I should feel outraged and a little embarrassed. She’s totally right though. “Okay, fair. Continue.”
“You’re kind. You’re generous with your time and your money. You encourage people wholeheartedly. You’re funny… most of the time. There are dozens of things that might make those people like you, so you should probably just be yourself.”
There’s a soft throbbing in my chest. “This is so weird.”
Honor sighs and leans against her knees. “ So weird. I hate being nice to you.”
“I think I hate you being nice to me too.” It feels like the truest sign of friendship.
One forged over more than twenty years after we met at summer camp as kids.
Honor is one year younger than me, the same age as Max.

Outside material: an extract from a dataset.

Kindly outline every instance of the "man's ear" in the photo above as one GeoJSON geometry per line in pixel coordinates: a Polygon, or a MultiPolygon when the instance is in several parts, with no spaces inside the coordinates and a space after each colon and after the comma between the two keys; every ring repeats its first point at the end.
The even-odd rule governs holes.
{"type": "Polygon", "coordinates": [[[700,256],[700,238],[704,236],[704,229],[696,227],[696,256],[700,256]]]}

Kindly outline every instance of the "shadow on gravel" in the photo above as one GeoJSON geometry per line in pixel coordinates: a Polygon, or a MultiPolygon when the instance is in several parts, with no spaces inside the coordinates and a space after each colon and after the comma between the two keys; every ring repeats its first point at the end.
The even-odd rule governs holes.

When it was time to go home we forced our parents to swap information so we could meet up in the city.
If anyone knows my good and bad traits, it’s her.
The corners of my sticky notes are starting to curl off the wall. I sigh. “This would be so much easier if I could just bribe everyone.”
“There’s that Davenport charm you should definitely suppress. You got this. Just think what your dad would do, then do the opposite.”
“You should be a motivational speaker.”
Honor finally leaves the bathroom after taking the last bite of her bagel and licking her fingers.
I can hear Paloma’s annoying YouTubers blasting from a TV in the background.
As someone in the toy industry, I’m pretty hot on what kids like, but I’ll never understand how so many people got rich from slime.
“Just be yourself, Clara. They’ll fall in love with you.”
Honor sits at her breakfast bar and balances her phone on the top tier of her fruit stand. I feel like I’m there with her and not miles away from home surrounded by people who don’t want me there. When she’s done updating me on every aspect of her life, I reluctantly end the call.
I wrap my arms around my shins and rest my chin on my knees. My plan looks like the work of an overenthusiastic child, but I think it’s going to work.
I guess I’ll have to try being myself.